During the effector phase, CD8+ T cells with inhibited pyrimidine synthesis showed higher levels of markers and transcription profiles clearly associated with MPECs, whereas markers for SLECs were more prevalent in the control group. Additionally, enumeration of cells during the early exponential phase (Days 1.5–5) revealed significant cell proliferation on Days 3 and 4. Further investigations on Day 4, which is the first day in which KLRG1high effector CD8+ T cells could be measured during LCMV Armstrong infection [5], were aimed to identify key cell differentiation-related gene sets influenced by leflunomide treatment (Fig. 1). A single-cell RNA sequencing analysis performed on Day 4 revealed that cells differentiating into MPECs showed upregulated DHODH expression, and the expression of genes encoding components of the de novo pyrimidine synthesis pathway was also upregulated. A subsequent trajectory analysis, which is used to summarize transcriptome profiles in different cells, confirmed that increased pyrimidine synthesis was required for MPEC development. Lin et al. discussed the effect of TCF1 expression during cell proliferation and differentiation: TCF1 was highly expressed during the response to TCR stimulation, i.e., naïve CD8+ T cells differentiated into MPECs (Fig. 1). Asymmetric cell division resulted in different TCF1 levels between daughter and parent cells, which determined the fate of effector-prone cells and quiescent memory cells [6]. The findings indicated that inhibition of DHODH expression resulted in an increased frequency of TCF1+ CD8+ T cells because cell division was delayed, which led to the generation of MPECs.

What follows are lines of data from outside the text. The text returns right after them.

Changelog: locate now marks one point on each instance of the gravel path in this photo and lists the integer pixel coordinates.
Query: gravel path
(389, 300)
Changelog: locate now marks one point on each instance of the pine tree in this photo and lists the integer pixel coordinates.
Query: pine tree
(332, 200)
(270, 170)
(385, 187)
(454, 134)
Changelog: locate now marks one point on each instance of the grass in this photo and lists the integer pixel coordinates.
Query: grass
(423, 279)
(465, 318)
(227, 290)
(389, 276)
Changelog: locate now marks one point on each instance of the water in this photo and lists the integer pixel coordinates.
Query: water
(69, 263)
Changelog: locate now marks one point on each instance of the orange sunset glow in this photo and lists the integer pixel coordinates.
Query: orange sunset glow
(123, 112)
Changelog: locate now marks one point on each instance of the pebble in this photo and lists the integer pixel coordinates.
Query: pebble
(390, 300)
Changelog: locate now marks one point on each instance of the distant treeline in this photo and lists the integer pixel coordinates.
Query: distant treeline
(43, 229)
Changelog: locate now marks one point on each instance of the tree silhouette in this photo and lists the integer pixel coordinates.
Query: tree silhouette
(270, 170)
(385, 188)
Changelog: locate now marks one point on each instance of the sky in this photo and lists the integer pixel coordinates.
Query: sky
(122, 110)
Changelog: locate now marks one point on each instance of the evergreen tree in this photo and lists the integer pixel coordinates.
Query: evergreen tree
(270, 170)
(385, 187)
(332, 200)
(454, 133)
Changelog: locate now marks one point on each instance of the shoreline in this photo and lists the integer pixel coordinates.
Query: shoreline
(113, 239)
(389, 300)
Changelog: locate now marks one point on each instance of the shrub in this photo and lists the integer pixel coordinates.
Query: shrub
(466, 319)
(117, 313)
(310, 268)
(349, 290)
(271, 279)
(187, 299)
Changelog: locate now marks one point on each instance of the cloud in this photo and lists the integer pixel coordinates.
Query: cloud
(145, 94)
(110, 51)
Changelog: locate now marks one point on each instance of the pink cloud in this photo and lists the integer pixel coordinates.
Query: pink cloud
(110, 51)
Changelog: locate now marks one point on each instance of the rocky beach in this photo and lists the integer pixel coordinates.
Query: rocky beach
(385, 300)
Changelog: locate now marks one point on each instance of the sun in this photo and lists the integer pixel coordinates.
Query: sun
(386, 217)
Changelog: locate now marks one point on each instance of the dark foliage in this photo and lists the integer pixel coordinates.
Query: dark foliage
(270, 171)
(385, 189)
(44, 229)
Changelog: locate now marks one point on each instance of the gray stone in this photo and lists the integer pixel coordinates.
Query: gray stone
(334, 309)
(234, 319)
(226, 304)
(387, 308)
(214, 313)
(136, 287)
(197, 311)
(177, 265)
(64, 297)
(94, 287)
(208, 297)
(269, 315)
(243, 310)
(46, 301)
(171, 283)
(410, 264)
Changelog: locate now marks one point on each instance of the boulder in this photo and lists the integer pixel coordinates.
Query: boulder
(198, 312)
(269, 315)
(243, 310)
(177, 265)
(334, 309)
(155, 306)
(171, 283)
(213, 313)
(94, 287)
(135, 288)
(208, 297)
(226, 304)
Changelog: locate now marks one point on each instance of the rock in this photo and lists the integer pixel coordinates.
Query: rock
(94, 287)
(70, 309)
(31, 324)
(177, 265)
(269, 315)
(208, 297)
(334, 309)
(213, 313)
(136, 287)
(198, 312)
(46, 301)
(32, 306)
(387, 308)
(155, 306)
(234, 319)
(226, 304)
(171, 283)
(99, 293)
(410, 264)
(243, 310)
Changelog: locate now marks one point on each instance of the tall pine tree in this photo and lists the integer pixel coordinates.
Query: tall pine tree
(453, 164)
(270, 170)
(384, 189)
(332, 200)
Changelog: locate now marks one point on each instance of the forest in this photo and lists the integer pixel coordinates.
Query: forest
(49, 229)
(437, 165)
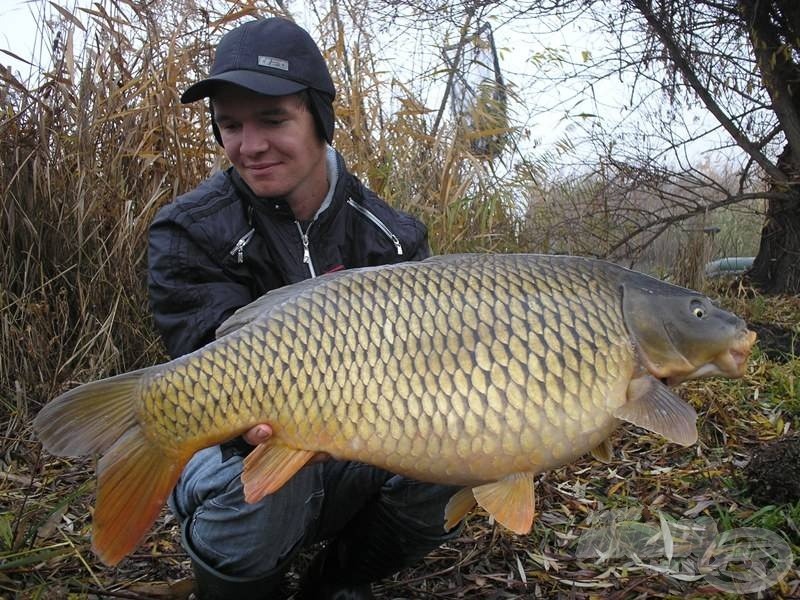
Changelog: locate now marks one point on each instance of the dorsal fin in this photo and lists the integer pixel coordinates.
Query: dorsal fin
(272, 299)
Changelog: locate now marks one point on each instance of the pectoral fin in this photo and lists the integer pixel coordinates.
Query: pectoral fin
(268, 467)
(604, 452)
(653, 406)
(510, 501)
(457, 507)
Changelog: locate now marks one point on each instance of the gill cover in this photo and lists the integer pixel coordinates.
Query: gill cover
(678, 332)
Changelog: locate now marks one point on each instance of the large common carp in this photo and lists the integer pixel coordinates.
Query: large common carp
(474, 370)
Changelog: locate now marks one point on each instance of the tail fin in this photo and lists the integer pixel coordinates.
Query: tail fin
(90, 418)
(134, 477)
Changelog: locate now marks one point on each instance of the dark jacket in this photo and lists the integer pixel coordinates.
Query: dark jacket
(219, 247)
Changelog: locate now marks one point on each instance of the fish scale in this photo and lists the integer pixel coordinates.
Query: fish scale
(476, 370)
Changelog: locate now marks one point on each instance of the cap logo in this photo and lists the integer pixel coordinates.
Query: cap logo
(275, 63)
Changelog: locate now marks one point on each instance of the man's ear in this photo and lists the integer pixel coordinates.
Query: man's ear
(214, 127)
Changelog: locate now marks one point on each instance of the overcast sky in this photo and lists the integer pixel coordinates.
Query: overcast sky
(541, 111)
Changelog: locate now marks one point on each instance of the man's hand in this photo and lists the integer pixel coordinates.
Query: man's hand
(258, 434)
(263, 431)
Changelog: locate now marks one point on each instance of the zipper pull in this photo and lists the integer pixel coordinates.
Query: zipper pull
(397, 244)
(238, 249)
(306, 252)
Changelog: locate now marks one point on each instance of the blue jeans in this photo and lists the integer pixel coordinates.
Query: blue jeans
(253, 540)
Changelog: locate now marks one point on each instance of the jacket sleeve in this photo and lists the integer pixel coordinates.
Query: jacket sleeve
(190, 293)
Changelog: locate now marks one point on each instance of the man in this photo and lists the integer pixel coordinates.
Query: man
(285, 211)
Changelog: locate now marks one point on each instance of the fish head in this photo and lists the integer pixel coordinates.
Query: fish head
(680, 334)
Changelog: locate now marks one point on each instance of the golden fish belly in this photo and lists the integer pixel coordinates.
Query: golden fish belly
(443, 373)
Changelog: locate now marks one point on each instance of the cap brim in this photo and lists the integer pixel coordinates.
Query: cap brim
(255, 81)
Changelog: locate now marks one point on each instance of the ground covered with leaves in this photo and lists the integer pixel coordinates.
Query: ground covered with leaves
(659, 521)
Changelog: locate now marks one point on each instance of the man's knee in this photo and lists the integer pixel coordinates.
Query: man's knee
(249, 540)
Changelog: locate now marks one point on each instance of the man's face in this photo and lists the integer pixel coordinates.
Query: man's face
(272, 142)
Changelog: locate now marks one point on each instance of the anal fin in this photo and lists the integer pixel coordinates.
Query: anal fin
(510, 501)
(653, 406)
(269, 466)
(457, 507)
(134, 479)
(604, 452)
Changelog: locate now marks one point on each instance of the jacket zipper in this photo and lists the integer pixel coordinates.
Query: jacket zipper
(238, 249)
(379, 224)
(306, 251)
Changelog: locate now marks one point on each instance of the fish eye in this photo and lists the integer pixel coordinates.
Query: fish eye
(698, 310)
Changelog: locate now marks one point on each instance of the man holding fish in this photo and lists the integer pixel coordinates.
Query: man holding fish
(476, 372)
(287, 210)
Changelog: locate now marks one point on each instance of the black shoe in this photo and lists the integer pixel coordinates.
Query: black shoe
(325, 580)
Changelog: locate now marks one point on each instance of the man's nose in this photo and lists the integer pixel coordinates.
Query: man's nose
(254, 140)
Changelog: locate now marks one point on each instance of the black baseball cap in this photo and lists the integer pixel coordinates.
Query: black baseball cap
(273, 57)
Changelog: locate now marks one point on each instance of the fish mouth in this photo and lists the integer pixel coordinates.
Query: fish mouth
(732, 362)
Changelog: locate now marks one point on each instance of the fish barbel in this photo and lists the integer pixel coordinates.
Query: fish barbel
(473, 370)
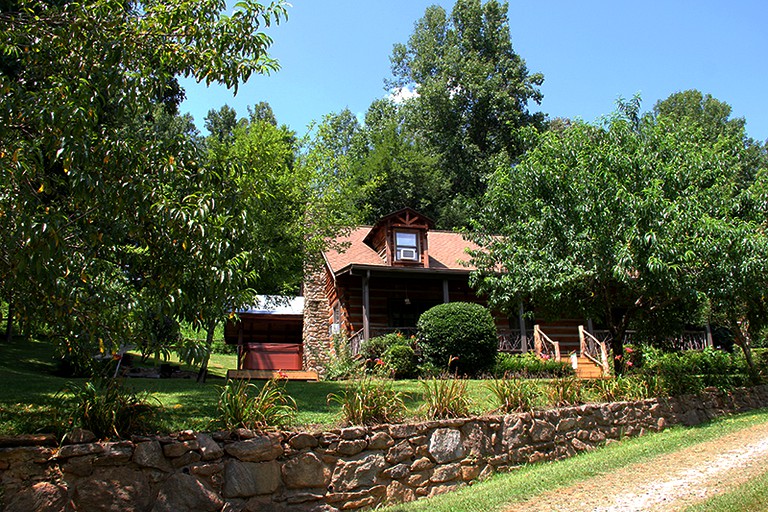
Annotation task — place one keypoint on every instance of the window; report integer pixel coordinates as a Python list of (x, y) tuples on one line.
[(406, 246), (336, 325)]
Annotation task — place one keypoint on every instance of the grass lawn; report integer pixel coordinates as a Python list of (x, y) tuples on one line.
[(28, 388), (529, 481), (752, 496)]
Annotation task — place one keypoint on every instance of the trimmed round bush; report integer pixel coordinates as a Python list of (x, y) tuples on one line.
[(461, 330), (402, 360)]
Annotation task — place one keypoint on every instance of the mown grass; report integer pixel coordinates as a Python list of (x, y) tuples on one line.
[(751, 496), (28, 388), (526, 483)]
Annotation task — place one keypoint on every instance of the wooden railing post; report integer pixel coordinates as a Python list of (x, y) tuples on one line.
[(604, 359), (537, 340)]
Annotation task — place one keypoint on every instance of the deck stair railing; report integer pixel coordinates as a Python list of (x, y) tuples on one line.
[(355, 341), (544, 346), (595, 350)]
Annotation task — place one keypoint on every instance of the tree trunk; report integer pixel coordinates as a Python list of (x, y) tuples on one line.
[(742, 338), (203, 373), (9, 322)]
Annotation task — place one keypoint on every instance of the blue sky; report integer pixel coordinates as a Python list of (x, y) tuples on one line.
[(335, 54)]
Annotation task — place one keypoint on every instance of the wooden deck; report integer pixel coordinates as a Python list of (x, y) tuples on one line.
[(272, 374)]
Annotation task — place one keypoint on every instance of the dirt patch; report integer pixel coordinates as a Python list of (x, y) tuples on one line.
[(669, 482)]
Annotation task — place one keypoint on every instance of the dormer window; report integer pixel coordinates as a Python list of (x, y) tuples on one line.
[(407, 246)]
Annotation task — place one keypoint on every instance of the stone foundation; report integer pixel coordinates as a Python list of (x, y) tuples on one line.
[(343, 469)]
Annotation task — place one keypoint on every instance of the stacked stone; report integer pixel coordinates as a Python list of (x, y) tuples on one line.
[(344, 469)]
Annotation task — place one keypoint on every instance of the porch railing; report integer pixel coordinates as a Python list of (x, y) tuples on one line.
[(544, 346), (595, 350), (355, 341), (690, 340), (687, 340)]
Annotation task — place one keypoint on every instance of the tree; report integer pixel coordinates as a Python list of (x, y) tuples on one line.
[(255, 203), (732, 241), (90, 189), (393, 168), (604, 221), (221, 124), (473, 94)]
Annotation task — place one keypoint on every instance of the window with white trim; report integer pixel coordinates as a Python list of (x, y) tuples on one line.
[(407, 246)]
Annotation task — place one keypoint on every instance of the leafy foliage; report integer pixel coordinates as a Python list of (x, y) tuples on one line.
[(108, 409), (472, 97), (104, 200), (369, 401), (691, 371), (563, 392), (402, 361), (342, 364), (445, 397), (626, 221), (459, 332), (243, 405)]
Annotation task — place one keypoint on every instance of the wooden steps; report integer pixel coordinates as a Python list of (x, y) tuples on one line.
[(587, 369), (272, 374)]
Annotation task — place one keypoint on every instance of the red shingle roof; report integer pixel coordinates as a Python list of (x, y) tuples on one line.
[(447, 251)]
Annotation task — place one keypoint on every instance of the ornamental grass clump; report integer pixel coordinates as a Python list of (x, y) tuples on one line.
[(243, 405), (445, 397), (513, 394), (370, 401), (621, 388), (464, 332)]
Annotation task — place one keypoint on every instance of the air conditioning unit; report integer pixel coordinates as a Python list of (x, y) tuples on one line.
[(407, 254)]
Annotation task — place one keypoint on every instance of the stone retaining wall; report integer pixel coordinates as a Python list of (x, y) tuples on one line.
[(343, 469)]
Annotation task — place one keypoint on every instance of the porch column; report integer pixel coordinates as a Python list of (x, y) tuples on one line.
[(366, 306), (240, 354), (523, 335)]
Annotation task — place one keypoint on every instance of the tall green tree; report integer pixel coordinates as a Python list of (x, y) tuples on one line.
[(393, 168), (732, 241), (607, 220), (89, 188), (473, 93)]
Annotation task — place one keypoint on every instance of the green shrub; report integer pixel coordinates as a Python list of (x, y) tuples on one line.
[(401, 361), (620, 388), (691, 371), (459, 331), (243, 404), (528, 365), (445, 397), (513, 394), (370, 401), (342, 365), (108, 409)]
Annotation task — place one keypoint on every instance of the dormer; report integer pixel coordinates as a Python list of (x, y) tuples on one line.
[(400, 239)]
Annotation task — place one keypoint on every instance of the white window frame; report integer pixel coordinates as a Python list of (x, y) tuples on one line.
[(412, 249)]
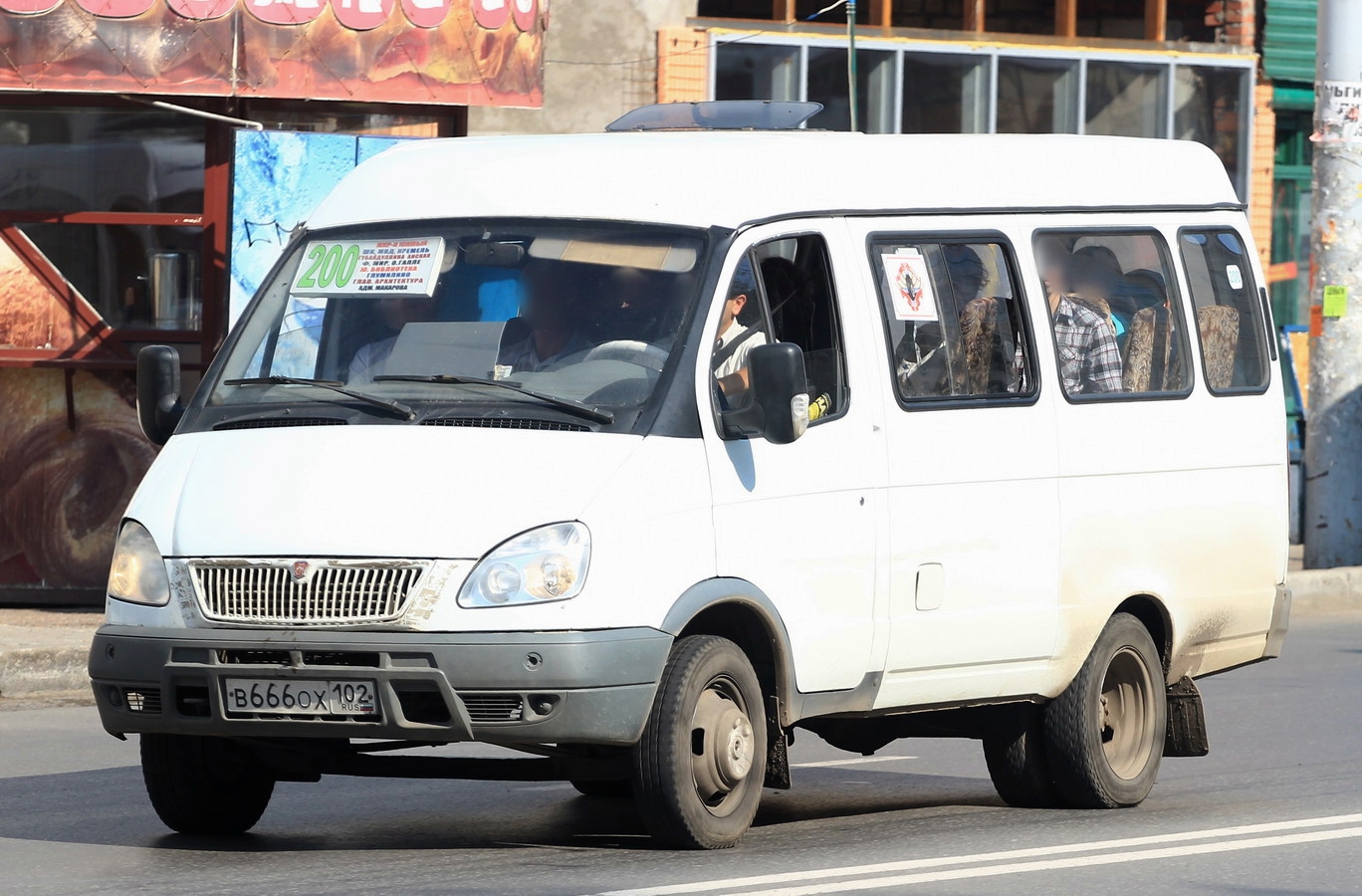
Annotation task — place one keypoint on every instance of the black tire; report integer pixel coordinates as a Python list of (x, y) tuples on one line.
[(202, 784), (1103, 736), (603, 788), (699, 769), (1019, 767)]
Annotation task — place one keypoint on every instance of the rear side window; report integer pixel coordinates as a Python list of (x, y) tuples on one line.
[(1114, 312), (1229, 319), (954, 319)]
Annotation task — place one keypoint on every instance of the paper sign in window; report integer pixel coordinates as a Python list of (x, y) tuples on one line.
[(369, 267), (910, 286)]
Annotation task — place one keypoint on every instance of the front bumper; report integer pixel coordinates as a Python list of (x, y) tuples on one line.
[(515, 688)]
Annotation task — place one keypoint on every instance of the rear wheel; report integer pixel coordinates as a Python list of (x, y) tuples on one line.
[(700, 765), (203, 784), (1103, 736)]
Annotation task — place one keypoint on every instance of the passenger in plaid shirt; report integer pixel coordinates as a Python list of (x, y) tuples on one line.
[(1088, 357), (1090, 361)]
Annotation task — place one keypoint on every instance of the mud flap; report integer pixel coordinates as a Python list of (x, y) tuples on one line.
[(778, 762), (1185, 734)]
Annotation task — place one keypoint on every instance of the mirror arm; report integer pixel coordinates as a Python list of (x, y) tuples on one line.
[(158, 392)]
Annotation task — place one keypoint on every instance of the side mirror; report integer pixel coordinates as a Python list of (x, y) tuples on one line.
[(780, 406), (158, 392)]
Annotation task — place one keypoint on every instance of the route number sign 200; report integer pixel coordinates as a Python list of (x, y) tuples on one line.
[(330, 266)]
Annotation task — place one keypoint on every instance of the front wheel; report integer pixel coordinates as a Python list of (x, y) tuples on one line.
[(699, 767), (1103, 736), (203, 784)]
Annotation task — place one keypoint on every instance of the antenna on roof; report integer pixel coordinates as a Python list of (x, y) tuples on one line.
[(718, 114)]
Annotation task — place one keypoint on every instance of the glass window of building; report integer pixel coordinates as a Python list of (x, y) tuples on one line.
[(758, 71), (1124, 100), (827, 84), (80, 158), (1036, 96), (944, 95)]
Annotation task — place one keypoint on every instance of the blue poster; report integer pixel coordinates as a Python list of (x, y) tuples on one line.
[(278, 178)]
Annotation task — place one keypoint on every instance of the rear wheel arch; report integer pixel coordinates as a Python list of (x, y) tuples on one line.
[(1154, 615)]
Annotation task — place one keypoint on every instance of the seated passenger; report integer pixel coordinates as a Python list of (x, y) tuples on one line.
[(549, 310), (920, 361), (1090, 361), (1095, 280), (396, 312), (740, 332), (629, 307)]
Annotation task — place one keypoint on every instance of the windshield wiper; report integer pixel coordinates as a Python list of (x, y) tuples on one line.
[(579, 409), (336, 385)]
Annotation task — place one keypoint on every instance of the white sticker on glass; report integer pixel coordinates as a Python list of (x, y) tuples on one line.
[(910, 288), (1232, 273)]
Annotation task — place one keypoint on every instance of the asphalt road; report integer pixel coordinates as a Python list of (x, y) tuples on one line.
[(1276, 807)]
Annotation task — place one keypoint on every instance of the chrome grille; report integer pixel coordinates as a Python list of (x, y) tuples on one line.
[(332, 594)]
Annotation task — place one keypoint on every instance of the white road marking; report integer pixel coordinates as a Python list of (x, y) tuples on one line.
[(853, 762), (977, 858), (1050, 865)]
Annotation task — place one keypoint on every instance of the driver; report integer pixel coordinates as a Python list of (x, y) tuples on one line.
[(551, 311)]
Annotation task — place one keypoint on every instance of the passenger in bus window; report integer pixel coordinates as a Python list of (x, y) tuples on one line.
[(1090, 361), (396, 312), (740, 333)]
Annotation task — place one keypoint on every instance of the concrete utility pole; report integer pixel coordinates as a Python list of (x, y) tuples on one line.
[(1333, 440)]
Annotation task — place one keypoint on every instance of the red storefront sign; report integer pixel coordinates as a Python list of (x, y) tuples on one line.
[(430, 52)]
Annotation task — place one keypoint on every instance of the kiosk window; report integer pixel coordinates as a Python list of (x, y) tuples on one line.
[(1228, 318), (954, 319), (1114, 312)]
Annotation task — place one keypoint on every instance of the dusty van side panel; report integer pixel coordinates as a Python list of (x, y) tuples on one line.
[(1179, 500)]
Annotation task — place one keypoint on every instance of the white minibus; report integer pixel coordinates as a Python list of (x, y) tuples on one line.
[(637, 452)]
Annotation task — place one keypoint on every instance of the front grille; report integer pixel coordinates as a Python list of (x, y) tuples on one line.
[(493, 707), (269, 594), (274, 422), (507, 422)]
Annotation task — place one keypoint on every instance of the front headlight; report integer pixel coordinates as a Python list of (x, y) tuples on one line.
[(137, 573), (544, 563)]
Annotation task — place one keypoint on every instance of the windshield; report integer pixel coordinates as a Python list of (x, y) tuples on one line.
[(541, 319)]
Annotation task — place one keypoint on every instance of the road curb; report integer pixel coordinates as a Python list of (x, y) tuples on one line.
[(1325, 591), (30, 670)]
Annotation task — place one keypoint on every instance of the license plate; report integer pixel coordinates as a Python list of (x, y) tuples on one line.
[(299, 696)]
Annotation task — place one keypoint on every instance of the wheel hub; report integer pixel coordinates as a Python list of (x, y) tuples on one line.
[(722, 745), (1127, 714)]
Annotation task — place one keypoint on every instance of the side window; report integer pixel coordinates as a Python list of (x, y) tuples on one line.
[(1228, 317), (796, 282), (954, 319), (782, 292), (1114, 312)]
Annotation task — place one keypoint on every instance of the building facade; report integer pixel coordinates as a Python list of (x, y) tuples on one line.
[(118, 121), (1187, 70)]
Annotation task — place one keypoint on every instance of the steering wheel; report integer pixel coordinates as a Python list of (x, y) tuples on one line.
[(632, 351)]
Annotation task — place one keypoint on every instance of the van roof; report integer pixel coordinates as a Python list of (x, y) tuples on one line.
[(728, 178)]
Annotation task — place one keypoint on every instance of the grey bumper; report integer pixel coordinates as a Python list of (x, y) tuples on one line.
[(499, 688)]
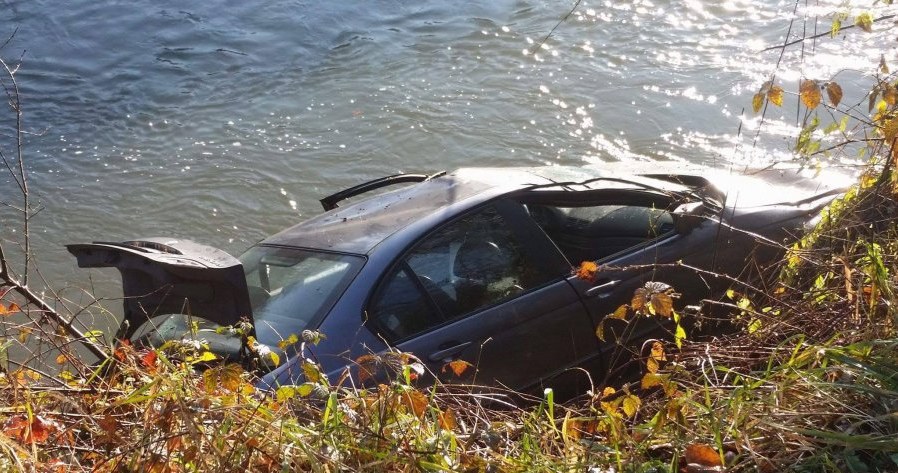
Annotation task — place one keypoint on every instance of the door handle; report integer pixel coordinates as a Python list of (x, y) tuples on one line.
[(446, 354), (601, 290)]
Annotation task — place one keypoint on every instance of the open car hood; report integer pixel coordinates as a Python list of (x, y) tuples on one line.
[(165, 276)]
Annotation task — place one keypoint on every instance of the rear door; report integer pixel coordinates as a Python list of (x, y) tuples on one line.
[(632, 237), (489, 289)]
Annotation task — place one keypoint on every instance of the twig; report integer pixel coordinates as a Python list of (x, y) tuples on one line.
[(801, 40)]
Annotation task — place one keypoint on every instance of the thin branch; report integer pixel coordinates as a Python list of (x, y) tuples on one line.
[(801, 40)]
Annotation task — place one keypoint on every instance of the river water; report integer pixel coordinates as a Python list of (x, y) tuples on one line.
[(224, 122)]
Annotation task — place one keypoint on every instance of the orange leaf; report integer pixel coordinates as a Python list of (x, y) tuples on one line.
[(834, 91), (809, 92), (703, 455), (447, 419), (757, 102), (775, 95), (36, 431), (12, 309), (657, 352), (416, 401), (149, 359), (889, 94), (587, 271), (458, 367)]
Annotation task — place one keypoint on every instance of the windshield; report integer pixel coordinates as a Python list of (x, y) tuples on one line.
[(290, 288)]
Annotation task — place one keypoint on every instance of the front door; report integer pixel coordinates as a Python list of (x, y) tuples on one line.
[(491, 292)]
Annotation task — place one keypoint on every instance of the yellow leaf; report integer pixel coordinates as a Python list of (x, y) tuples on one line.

The ability of leflunomide to inhibit cell cycle progression has led to speculation that it can be used to enhance the effectiveness of immunotherapy and vaccination. In the context of persistent antigen stimulation during LCMV Clone 13 infection, the number of progenitor cells (TCF1+ TIM3−) increased, whereas the number of terminally exhausted cells (TCF1− TIM3+) decreased on Days 7 and 41. The stemness of activated CD8+ T cells, as indicated by TCF1 expression level, indicated a proliferative burst of TCF1+ PD-1+ CD8+ T cells that differentiated into TCF1− PD-1+ CD8+ T cells following therapeutic vaccination [7] or anti-PD-1 therapy [8].

In summary, Scherer et al. demonstrated that pyrimidine nucleotide starvation mediated by leflunomide impaired the generation of short-lived effector CD8+ T cells while maintaining the number of memory precursor effector CD8+ T cells. Inhibition of DHODH resulted in an increased number of TCF1+ CD8+ T cells, which differentiate into memory CD8+ T cells. The work of Scherer and colleagues provides insight into the mechanism through which leflunomide acts on immune cells. The findings suggest that leflunomide can improve the efficacy of immunotherapy and vaccination.